4.   Türk takımları uluslararası maçlarda hep iki farklı görüntü ortaya koyuyor; moral ve kondisyonun yüksek olduğu maçlarda iyi sonuçlar, zihinsel hazırlık ve motivasyonun alt düzeyde kalındığı maçlarda ise zayıf rakiplere karşı zorlanılan ve kaybedilen maçlar. Dünya en iyi motivasyon preparasyondur formülünü uyguluyor. Futbola yatkınlığını bildiğimiz gençlerimizi, artık fizik açıdan da daha iyi yetiştirmeliyiz.
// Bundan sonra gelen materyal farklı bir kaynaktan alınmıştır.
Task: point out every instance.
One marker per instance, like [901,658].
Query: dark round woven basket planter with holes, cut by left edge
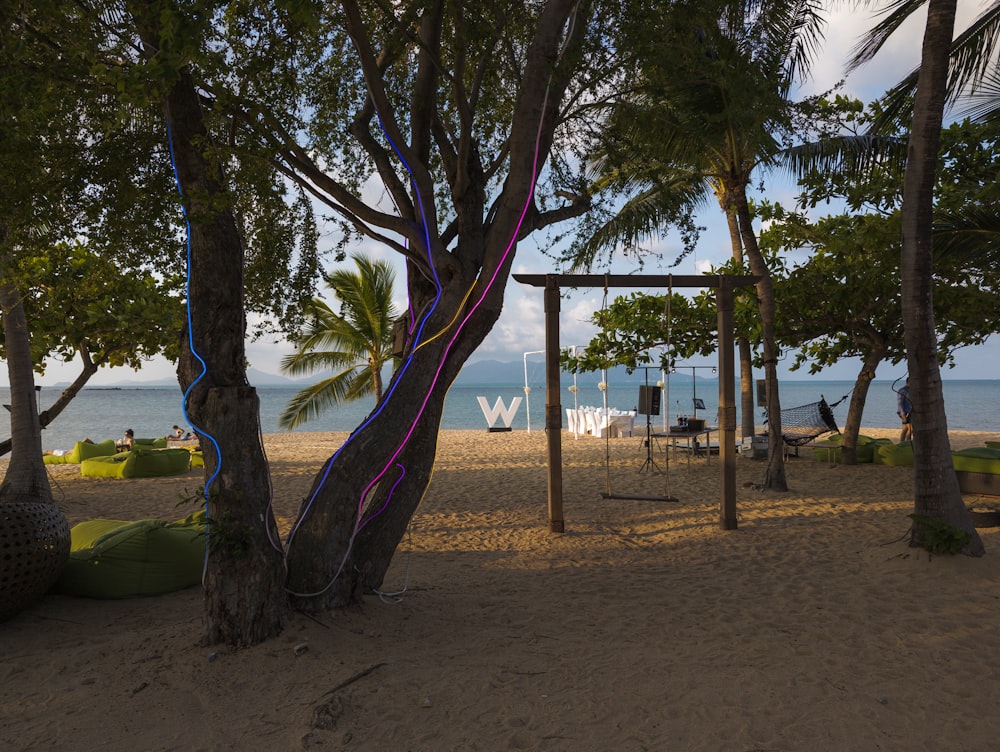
[34,547]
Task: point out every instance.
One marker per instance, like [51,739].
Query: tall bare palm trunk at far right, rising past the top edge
[936,491]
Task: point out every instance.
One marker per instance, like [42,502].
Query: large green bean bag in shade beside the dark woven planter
[119,559]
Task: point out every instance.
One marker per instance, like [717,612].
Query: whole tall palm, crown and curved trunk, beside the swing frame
[708,115]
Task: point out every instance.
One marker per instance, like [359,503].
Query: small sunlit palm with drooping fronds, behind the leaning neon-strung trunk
[358,342]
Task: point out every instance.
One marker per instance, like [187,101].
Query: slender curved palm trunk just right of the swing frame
[774,477]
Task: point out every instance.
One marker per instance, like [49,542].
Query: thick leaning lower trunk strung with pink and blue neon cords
[360,506]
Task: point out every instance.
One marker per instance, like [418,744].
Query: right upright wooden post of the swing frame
[727,403]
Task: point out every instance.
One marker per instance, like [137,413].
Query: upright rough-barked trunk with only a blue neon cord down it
[245,601]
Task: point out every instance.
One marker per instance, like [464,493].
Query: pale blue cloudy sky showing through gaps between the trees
[520,328]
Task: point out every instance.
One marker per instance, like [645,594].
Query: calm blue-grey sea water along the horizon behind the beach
[105,412]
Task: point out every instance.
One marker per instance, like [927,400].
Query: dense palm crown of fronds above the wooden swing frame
[709,107]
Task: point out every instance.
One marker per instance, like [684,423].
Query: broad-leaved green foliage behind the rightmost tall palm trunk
[843,299]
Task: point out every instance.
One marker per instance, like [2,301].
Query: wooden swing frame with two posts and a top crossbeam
[724,286]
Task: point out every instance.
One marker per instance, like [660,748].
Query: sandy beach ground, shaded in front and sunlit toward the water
[643,627]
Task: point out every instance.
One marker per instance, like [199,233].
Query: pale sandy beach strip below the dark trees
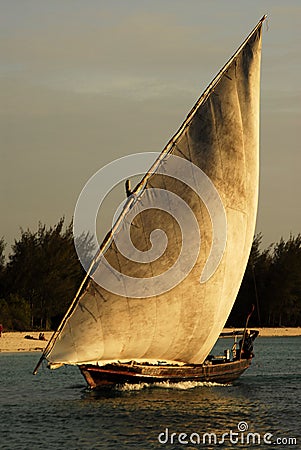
[15,341]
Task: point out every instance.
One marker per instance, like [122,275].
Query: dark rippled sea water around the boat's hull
[55,410]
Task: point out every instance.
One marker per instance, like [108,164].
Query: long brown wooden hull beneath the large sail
[118,373]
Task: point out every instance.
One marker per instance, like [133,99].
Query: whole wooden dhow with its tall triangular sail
[166,333]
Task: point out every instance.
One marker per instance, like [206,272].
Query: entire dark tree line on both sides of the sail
[43,273]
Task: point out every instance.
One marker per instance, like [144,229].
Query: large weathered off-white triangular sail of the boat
[221,137]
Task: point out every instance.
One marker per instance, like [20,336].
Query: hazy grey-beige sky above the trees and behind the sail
[86,82]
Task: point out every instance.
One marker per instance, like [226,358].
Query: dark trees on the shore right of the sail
[272,282]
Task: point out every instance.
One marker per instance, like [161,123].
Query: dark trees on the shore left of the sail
[40,278]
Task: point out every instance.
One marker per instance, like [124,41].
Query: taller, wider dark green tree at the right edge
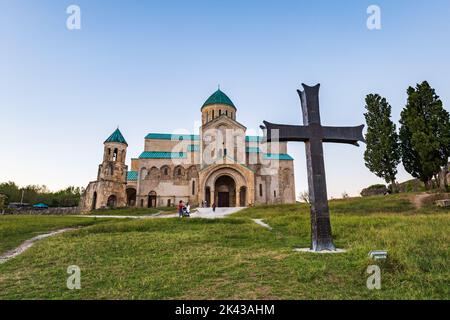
[424,133]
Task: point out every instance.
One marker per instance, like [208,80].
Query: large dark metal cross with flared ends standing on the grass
[313,134]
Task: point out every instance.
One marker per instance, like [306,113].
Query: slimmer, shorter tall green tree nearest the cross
[382,154]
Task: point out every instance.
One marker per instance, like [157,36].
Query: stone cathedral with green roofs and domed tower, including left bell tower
[221,165]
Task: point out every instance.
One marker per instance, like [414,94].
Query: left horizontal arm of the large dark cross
[283,133]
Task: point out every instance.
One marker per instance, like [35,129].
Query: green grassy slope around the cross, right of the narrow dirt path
[235,258]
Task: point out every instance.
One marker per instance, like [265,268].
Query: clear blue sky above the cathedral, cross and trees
[148,66]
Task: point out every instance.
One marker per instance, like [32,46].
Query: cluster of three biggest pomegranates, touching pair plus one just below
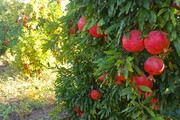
[156,43]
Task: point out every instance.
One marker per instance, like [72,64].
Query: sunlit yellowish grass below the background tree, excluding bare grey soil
[22,95]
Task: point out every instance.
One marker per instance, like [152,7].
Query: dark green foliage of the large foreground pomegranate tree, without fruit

Kulüplerimizin ne yazık ki bu anlamdaki çalışmaları yetersiz görünüyor'.

5.   Okullar ile futbol bir türlü kardeş haline getirilemedi, yapılan dev protokollere rağmen herhangi bir adım atılamadı, tüm çabalara rağmen üniversitelerle ilişkiler zayıf. Türk futbolcusu iyi eğitimli değil, algılamada, taktik anlayışta ve koordinasyonda maalesef Avrupalı meslektaşlarının gerisindedir.

6.   Milli takımlar hala çağın şartlarına uygun uluslararası standartlarda örnek eğitim ve kamp merkezine kavuşmuş durumda değil.

7.   Avrupa'daki futbolcu izleme komitelerini az sayıda insana bırakmamak gerekiyor.
Sakatlıkların büyük sorun olarak karşımıza gelmeye başladı. Türkiye antrenmanlarda yaşanan yumuşak doku yaralanmaları konusunda belki de Avrupa'da lider. Sahalarımızı, kulüp yapılandırmalarımızı, antrenman metotlarımızı, beslenme düzenlerini, kalitelerini, sporcuların dinlenme periyotlarını ve yaşam düzenlerini mercek altına almalıyız. Futbolcuların da kendilerine iyi bakmaları gerekiyor. Yoksa bu sakatlık olayını sadece sağlık kurullarına mal etmek doğru değil.


8.   Türkiye’nin dünya devi olmak için büyük bir potansiyeli var. Ama devlet, kamuoyu ve futbol camiasının yani 70 milyonun bir araya gelmesi şart.